张百仁闻言沉默,一双眼睛看着眼前的金顶观二代先祖,上下打量一番才摇摇头:“道不同不相为谋。今日之事就此作罢,金顶观的恩怨因果,就此罢休,日后你天师道不得提及。”
“不可!”掌教连连摇头:“天书乃我北天师道的根本,此事岂能善罢甘休?不见天书,我北天师道决计是不肯善罢甘休的。”
“咯吱~”张百仁拳劲紧握,虚空爆鸣。
“不过是父亲的遗物罢了,其中的内容再好,又岂能有父亲亲自教导来的实在!”老祖摇摇头:“我非你对手,但我真身却在某处洞天内闭死关,你纵使是神通广大,也绝非我真身对手。那一卷天书你若喜欢,便送给你了!你若真能踏上仙路,才会发觉我北天师道的重要性。”
“老祖!”掌教以及众位长老眼中带有一抹焦急,齐齐的呼喝了一声。
“无需多言,老夫既然出关,岂会少得了尔等修炼之法!”老祖摆摆手。
“天书吗?”张百仁手掌一伸,自怀中掏出了天书:“说起来我还真不稀罕!本都督什么都缺,就是不缺天书!”
他有天帝的传承,天帝当年威压上古,压得大成先天神祗不得不低头,那是何等威势?自己会缺少修行之法?
而且他已经走出了自己的道路,道胎魔种大法可以窃取百家所长,张百仁最不缺的就是天书、道法。
随手一抛,天书迅若闪电般射向了掌教,张百仁背负双手转身离去:“此事没完!”
掌教欢喜的接过天书,那老者瞧着张百仁离去的背影,眼中满是惋惜:“如此豪杰,注定要踏上仙路的人物,还需好生拉拢。将张家那小子放了吧!”
“是!”
天书已经到手,掌教自然不会在乎张百义:“只是那世尊舍利?”
“区区世尊舍利,要之何用?算赠他了!我看那小子即将堕入修罗道,若能堪破杀戮化作明王,到也算得上是一番造化”老祖来到那洞天图卷之前,瞧着被撕裂的画卷,忍不住轻轻一叹,然后便见那撕裂的画卷空间扭曲,居然重新复合修复。
这神乎其神的一幕,顿时叫众人惊得目瞪口呆。
“唉!剪不断,理还乱!”走在北天师道的山下,张百仁也是叹了一口气,眼中满是无奈。
什么叫清官难断家务事?便像是现在这般!
张百仁对自己外公一家可谓是无语,天书这东西你自己不修炼,想要退出修炼界,你丫的还不让别人修炼了?
占着茅厕不拉屎,还有比这更可恶的吗?
若换了张百仁,自己也绝对受不了这种事情。
好比一把神兵,乃是你爹传给你大哥的,但是有朝一日你大哥忽然脑袋抽筋,决定退隐江湖,要将宝剑封印起来,这事搁在你身上,你能忍受得了才怪。
想了想,张百仁站在山脚下的凉亭等候,若叫张百义半路被人杀了,可是不美。
自己如今修行道功,不断来回折腾,想要诞下子嗣有心无力,张百义可是张母抱孙子的唯一指望。
不孝有三,无后为大。
若张百义能生了儿子,也算是全了自己心中的一块心病。
张百义被小寡妇搀扶,一瘸一拐的自山下走来。
瞧着鼻青脸肿,低头默然不语的张百义,张百仁摇了摇头。
张百义变了,他终于见识到了这个世界的残酷。

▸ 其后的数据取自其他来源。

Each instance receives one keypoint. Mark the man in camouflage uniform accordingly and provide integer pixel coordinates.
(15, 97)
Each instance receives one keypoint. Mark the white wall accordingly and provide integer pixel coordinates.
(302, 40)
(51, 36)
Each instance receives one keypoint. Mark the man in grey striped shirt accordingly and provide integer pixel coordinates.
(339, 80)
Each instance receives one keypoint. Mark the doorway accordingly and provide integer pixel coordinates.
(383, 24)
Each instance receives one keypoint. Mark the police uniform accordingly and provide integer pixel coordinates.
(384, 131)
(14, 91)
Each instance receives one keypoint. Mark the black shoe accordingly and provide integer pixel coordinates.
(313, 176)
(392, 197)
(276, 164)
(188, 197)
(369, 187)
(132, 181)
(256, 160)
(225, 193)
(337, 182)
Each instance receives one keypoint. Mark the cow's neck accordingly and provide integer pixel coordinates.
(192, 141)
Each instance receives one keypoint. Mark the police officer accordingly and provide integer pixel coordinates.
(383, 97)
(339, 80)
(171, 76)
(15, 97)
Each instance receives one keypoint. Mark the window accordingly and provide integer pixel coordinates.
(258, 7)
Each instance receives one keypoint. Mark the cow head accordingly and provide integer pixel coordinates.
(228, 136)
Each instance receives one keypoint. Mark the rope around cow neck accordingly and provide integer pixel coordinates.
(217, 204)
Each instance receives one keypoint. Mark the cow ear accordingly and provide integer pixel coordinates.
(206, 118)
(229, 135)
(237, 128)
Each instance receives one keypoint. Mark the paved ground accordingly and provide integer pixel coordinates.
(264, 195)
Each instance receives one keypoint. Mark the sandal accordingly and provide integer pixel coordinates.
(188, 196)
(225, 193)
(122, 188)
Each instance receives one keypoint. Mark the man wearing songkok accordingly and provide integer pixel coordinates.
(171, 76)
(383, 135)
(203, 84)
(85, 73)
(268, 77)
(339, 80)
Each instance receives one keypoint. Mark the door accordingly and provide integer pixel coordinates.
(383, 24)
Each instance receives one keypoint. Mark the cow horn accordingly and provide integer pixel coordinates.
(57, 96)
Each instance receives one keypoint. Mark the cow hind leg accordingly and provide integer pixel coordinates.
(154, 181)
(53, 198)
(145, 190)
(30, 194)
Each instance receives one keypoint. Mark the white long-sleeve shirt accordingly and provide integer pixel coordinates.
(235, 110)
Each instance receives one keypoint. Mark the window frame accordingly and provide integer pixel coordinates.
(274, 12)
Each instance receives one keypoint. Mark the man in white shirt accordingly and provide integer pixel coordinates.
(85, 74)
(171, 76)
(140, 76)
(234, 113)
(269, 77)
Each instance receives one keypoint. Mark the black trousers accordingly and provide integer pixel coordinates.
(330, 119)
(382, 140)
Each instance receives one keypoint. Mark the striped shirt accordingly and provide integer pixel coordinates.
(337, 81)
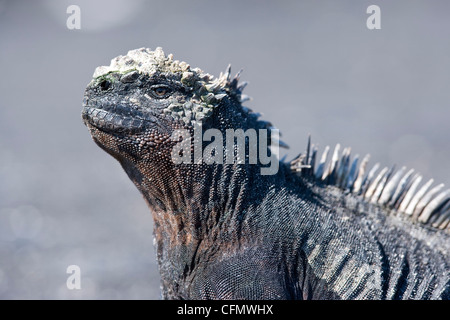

大难来临,除了自己,谁都救不了你。
“大哥!”张百义不开口,小寡妇恭敬的道了一声。
“走吧,你既然不愿意修行,日后也不会有人逼你!你就遵从爹的吩咐,好生养育几位儿女,这也是当年老祖的期望!”张百仁瞧了张百义一眼,转身向着山下走去。
张百义攥紧拳头,眼中满是说不出的狰狞,一边小寡妇连忙抱住张百义的手臂,示意其收敛性子,三人向着山下走去。